My penis has developed a lumpy mass around my urethra about an inch from the end. It started in June of 2006 as a smaller lump, but has gotten progressively larger. Now, it is uncomfortable and slightly painful during an erection. It seems like I have a little trouble evacuating the last bit of urine when I pee sometimes, and when I ejaculate it seems like the semen just sort of dribbles out. The lump is distributed equally around the urethra in three seperate arched lumps, as if the base of each arc is attached to the urethra in line with the length. I recently visited a urologist who diagnosed my condition as Peyronies disease. However, I'm not so sure. The descriptions of this disease seem to be more focused on lumps "under the skin" or that cause penis arcing or bending. Mine does not seem to bend or arc. The physician performed a physical examination - but no ultrasound or urine test. I'm concerned because he doesn't want to see me again for 2 years, but some web sites seem to indicate that there may be some things I could do now to prevent or limit additional damage - should this turn out to be Peyronies disease. I've asked for a second opinion, but I wondered if there were some things that I should be aware of prior to the second visit - so I can ask the right questions - and be justified to ask for confirmation of the diagnosis via additional testing.
I would consider another opinion to ensure it isn't anything more serious. Peyronie's disease does typically manifest as penile curvature. Other possible causes would be a penile mass or cancer, or a thrombosed penile vein. An ultrasound would be a reasonable test to exclude the more dangerous possibility.

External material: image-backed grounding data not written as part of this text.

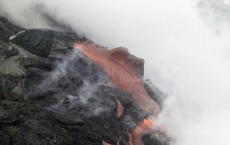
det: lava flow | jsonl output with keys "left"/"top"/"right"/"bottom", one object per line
{"left": 73, "top": 42, "right": 160, "bottom": 116}
{"left": 73, "top": 41, "right": 162, "bottom": 145}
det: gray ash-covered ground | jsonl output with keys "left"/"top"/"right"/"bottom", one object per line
{"left": 0, "top": 16, "right": 167, "bottom": 145}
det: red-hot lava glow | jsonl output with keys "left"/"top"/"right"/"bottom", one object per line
{"left": 73, "top": 42, "right": 160, "bottom": 116}
{"left": 130, "top": 118, "right": 155, "bottom": 145}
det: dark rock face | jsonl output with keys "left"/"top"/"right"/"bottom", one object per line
{"left": 144, "top": 80, "right": 166, "bottom": 109}
{"left": 10, "top": 29, "right": 54, "bottom": 57}
{"left": 0, "top": 16, "right": 166, "bottom": 145}
{"left": 142, "top": 131, "right": 171, "bottom": 145}
{"left": 0, "top": 101, "right": 102, "bottom": 145}
{"left": 0, "top": 42, "right": 18, "bottom": 60}
{"left": 0, "top": 17, "right": 23, "bottom": 42}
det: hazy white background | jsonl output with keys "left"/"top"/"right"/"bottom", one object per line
{"left": 1, "top": 0, "right": 230, "bottom": 145}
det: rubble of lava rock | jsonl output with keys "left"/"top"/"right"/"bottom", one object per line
{"left": 0, "top": 16, "right": 170, "bottom": 145}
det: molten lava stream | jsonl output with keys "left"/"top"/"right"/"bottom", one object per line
{"left": 73, "top": 42, "right": 160, "bottom": 116}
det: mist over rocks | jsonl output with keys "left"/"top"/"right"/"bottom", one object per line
{"left": 0, "top": 16, "right": 165, "bottom": 145}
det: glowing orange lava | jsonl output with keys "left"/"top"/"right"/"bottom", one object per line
{"left": 129, "top": 118, "right": 155, "bottom": 145}
{"left": 73, "top": 42, "right": 160, "bottom": 116}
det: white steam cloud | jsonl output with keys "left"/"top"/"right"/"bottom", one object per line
{"left": 1, "top": 0, "right": 230, "bottom": 145}
{"left": 198, "top": 0, "right": 230, "bottom": 31}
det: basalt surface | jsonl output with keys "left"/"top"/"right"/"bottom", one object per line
{"left": 0, "top": 16, "right": 167, "bottom": 145}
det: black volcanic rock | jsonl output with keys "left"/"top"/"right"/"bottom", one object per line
{"left": 0, "top": 16, "right": 23, "bottom": 42}
{"left": 10, "top": 29, "right": 54, "bottom": 57}
{"left": 142, "top": 131, "right": 171, "bottom": 145}
{"left": 0, "top": 101, "right": 102, "bottom": 145}
{"left": 0, "top": 16, "right": 167, "bottom": 145}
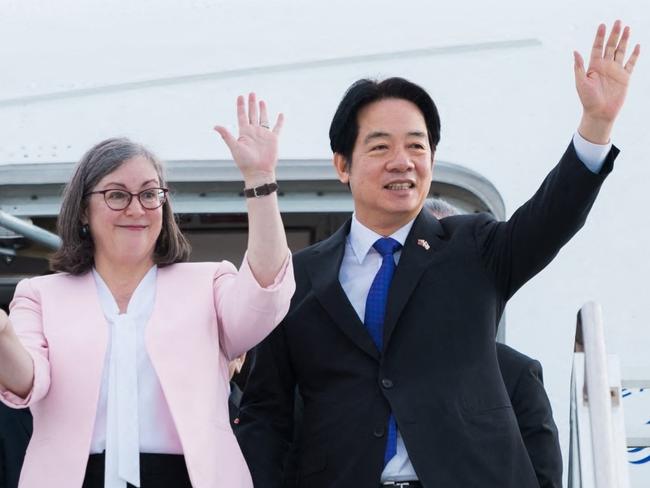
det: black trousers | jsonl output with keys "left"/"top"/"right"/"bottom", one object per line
{"left": 0, "top": 404, "right": 32, "bottom": 488}
{"left": 82, "top": 453, "right": 192, "bottom": 488}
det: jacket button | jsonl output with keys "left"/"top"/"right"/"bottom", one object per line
{"left": 373, "top": 426, "right": 385, "bottom": 438}
{"left": 381, "top": 378, "right": 394, "bottom": 389}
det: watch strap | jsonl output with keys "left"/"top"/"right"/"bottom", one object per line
{"left": 243, "top": 182, "right": 279, "bottom": 198}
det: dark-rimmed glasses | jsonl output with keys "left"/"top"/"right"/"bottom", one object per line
{"left": 84, "top": 188, "right": 169, "bottom": 211}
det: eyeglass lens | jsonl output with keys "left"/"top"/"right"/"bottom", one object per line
{"left": 104, "top": 189, "right": 165, "bottom": 210}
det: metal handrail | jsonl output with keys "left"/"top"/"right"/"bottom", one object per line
{"left": 0, "top": 210, "right": 61, "bottom": 250}
{"left": 577, "top": 302, "right": 617, "bottom": 487}
{"left": 571, "top": 301, "right": 631, "bottom": 488}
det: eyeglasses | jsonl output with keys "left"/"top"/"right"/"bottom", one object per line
{"left": 84, "top": 188, "right": 169, "bottom": 211}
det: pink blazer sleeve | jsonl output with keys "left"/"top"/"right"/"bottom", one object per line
{"left": 213, "top": 251, "right": 295, "bottom": 360}
{"left": 0, "top": 278, "right": 51, "bottom": 408}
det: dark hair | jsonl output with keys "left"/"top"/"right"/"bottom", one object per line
{"left": 50, "top": 137, "right": 191, "bottom": 274}
{"left": 329, "top": 77, "right": 441, "bottom": 167}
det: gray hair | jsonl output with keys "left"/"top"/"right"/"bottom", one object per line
{"left": 50, "top": 137, "right": 191, "bottom": 274}
{"left": 424, "top": 198, "right": 462, "bottom": 219}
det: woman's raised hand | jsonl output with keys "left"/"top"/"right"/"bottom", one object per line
{"left": 214, "top": 93, "right": 284, "bottom": 184}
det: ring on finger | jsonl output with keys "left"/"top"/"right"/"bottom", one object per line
{"left": 260, "top": 123, "right": 270, "bottom": 129}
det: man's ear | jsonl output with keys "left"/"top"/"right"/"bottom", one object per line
{"left": 333, "top": 153, "right": 350, "bottom": 184}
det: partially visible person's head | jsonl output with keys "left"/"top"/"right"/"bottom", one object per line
{"left": 50, "top": 137, "right": 190, "bottom": 274}
{"left": 424, "top": 198, "right": 461, "bottom": 219}
{"left": 329, "top": 78, "right": 441, "bottom": 236}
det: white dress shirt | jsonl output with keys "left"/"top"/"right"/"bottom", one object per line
{"left": 337, "top": 134, "right": 609, "bottom": 482}
{"left": 339, "top": 215, "right": 418, "bottom": 482}
{"left": 91, "top": 266, "right": 183, "bottom": 488}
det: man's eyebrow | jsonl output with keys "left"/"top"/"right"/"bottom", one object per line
{"left": 363, "top": 130, "right": 427, "bottom": 144}
{"left": 363, "top": 131, "right": 390, "bottom": 144}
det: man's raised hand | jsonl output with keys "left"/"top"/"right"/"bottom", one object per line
{"left": 575, "top": 20, "right": 640, "bottom": 144}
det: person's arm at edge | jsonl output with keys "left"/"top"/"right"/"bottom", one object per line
{"left": 0, "top": 311, "right": 33, "bottom": 399}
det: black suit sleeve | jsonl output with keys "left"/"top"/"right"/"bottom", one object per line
{"left": 476, "top": 142, "right": 616, "bottom": 302}
{"left": 513, "top": 360, "right": 563, "bottom": 488}
{"left": 235, "top": 325, "right": 297, "bottom": 488}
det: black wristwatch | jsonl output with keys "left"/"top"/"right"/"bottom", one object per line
{"left": 243, "top": 182, "right": 279, "bottom": 198}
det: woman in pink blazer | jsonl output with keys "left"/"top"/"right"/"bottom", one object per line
{"left": 0, "top": 94, "right": 295, "bottom": 487}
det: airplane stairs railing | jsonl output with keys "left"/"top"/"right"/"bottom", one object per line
{"left": 569, "top": 302, "right": 650, "bottom": 488}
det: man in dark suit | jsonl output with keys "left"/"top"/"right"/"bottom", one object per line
{"left": 236, "top": 22, "right": 639, "bottom": 487}
{"left": 276, "top": 199, "right": 563, "bottom": 488}
{"left": 497, "top": 344, "right": 562, "bottom": 488}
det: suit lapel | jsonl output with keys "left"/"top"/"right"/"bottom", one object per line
{"left": 307, "top": 220, "right": 381, "bottom": 361}
{"left": 383, "top": 211, "right": 446, "bottom": 348}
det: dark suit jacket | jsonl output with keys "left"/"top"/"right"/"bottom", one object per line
{"left": 236, "top": 143, "right": 616, "bottom": 488}
{"left": 0, "top": 404, "right": 32, "bottom": 488}
{"left": 496, "top": 344, "right": 562, "bottom": 488}
{"left": 276, "top": 344, "right": 562, "bottom": 488}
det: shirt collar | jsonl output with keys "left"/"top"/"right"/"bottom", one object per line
{"left": 348, "top": 213, "right": 415, "bottom": 265}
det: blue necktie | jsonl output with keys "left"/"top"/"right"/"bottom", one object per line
{"left": 364, "top": 237, "right": 402, "bottom": 466}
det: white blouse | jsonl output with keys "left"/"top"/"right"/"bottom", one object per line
{"left": 90, "top": 266, "right": 183, "bottom": 488}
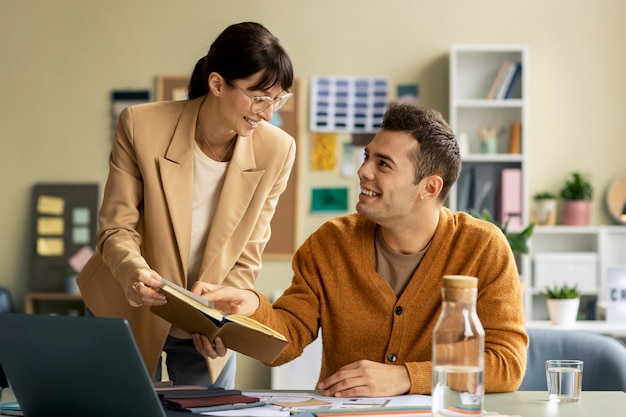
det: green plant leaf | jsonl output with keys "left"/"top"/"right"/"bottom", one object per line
{"left": 560, "top": 172, "right": 593, "bottom": 201}
{"left": 468, "top": 208, "right": 534, "bottom": 255}
{"left": 540, "top": 283, "right": 581, "bottom": 299}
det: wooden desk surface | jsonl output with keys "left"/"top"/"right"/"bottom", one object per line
{"left": 3, "top": 388, "right": 626, "bottom": 416}
{"left": 486, "top": 390, "right": 626, "bottom": 416}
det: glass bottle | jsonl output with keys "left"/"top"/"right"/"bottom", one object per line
{"left": 432, "top": 275, "right": 485, "bottom": 416}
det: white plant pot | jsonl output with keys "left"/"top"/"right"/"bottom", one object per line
{"left": 547, "top": 298, "right": 580, "bottom": 327}
{"left": 532, "top": 199, "right": 557, "bottom": 226}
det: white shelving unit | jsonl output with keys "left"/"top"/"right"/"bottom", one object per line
{"left": 448, "top": 44, "right": 530, "bottom": 285}
{"left": 528, "top": 226, "right": 626, "bottom": 321}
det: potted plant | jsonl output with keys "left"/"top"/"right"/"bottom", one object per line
{"left": 532, "top": 191, "right": 557, "bottom": 226}
{"left": 469, "top": 209, "right": 535, "bottom": 255}
{"left": 541, "top": 283, "right": 581, "bottom": 326}
{"left": 478, "top": 124, "right": 501, "bottom": 154}
{"left": 560, "top": 172, "right": 593, "bottom": 225}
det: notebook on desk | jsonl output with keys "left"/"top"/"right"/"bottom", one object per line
{"left": 0, "top": 313, "right": 195, "bottom": 417}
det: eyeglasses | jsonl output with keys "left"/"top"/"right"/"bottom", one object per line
{"left": 232, "top": 83, "right": 293, "bottom": 114}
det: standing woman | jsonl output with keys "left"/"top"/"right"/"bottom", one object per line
{"left": 77, "top": 22, "right": 295, "bottom": 389}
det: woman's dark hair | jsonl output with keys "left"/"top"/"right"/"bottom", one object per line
{"left": 381, "top": 103, "right": 461, "bottom": 201}
{"left": 188, "top": 22, "right": 294, "bottom": 99}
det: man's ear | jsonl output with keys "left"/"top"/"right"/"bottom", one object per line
{"left": 421, "top": 175, "right": 444, "bottom": 200}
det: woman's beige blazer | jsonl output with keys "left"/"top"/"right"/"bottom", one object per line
{"left": 78, "top": 97, "right": 295, "bottom": 380}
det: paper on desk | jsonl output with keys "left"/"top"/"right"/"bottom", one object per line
{"left": 203, "top": 391, "right": 431, "bottom": 416}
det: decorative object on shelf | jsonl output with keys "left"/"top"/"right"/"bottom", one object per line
{"left": 469, "top": 208, "right": 535, "bottom": 255}
{"left": 560, "top": 172, "right": 593, "bottom": 226}
{"left": 63, "top": 268, "right": 80, "bottom": 294}
{"left": 605, "top": 174, "right": 626, "bottom": 225}
{"left": 541, "top": 283, "right": 581, "bottom": 326}
{"left": 532, "top": 192, "right": 557, "bottom": 226}
{"left": 478, "top": 124, "right": 501, "bottom": 154}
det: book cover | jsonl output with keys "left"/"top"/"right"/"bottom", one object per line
{"left": 486, "top": 60, "right": 511, "bottom": 99}
{"left": 496, "top": 62, "right": 518, "bottom": 99}
{"left": 501, "top": 168, "right": 522, "bottom": 227}
{"left": 456, "top": 167, "right": 474, "bottom": 213}
{"left": 472, "top": 164, "right": 498, "bottom": 218}
{"left": 504, "top": 63, "right": 522, "bottom": 99}
{"left": 150, "top": 278, "right": 288, "bottom": 363}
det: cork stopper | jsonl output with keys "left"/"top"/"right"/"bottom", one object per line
{"left": 442, "top": 275, "right": 478, "bottom": 303}
{"left": 443, "top": 275, "right": 478, "bottom": 289}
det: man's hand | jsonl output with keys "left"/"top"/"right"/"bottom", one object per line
{"left": 317, "top": 360, "right": 411, "bottom": 397}
{"left": 190, "top": 282, "right": 260, "bottom": 316}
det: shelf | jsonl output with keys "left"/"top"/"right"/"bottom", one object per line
{"left": 461, "top": 154, "right": 523, "bottom": 163}
{"left": 24, "top": 292, "right": 85, "bottom": 315}
{"left": 534, "top": 225, "right": 602, "bottom": 234}
{"left": 450, "top": 44, "right": 531, "bottom": 319}
{"left": 449, "top": 43, "right": 528, "bottom": 226}
{"left": 453, "top": 99, "right": 524, "bottom": 108}
{"left": 526, "top": 320, "right": 626, "bottom": 338}
{"left": 528, "top": 226, "right": 626, "bottom": 320}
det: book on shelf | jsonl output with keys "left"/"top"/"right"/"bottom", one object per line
{"left": 501, "top": 168, "right": 522, "bottom": 228}
{"left": 495, "top": 62, "right": 519, "bottom": 99}
{"left": 504, "top": 63, "right": 522, "bottom": 99}
{"left": 486, "top": 60, "right": 512, "bottom": 99}
{"left": 150, "top": 278, "right": 288, "bottom": 363}
{"left": 508, "top": 122, "right": 522, "bottom": 154}
{"left": 472, "top": 164, "right": 498, "bottom": 218}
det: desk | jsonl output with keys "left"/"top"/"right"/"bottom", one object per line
{"left": 486, "top": 390, "right": 626, "bottom": 416}
{"left": 2, "top": 388, "right": 626, "bottom": 416}
{"left": 526, "top": 320, "right": 626, "bottom": 338}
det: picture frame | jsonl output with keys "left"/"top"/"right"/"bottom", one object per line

Typically Peyronie's disease or a thrombosed vein is treated conservatively, however if the symptoms continue or worsen, more invasive options can be discussed.
You may want to inquire about another urology opinion to confirm the diagnosis..
Followup with your personal physician is essential.
This answer is not intended as and does not substitute for medical advice - the information presented is for patient education only. Please see your personal physician for further evaluation of your individual case.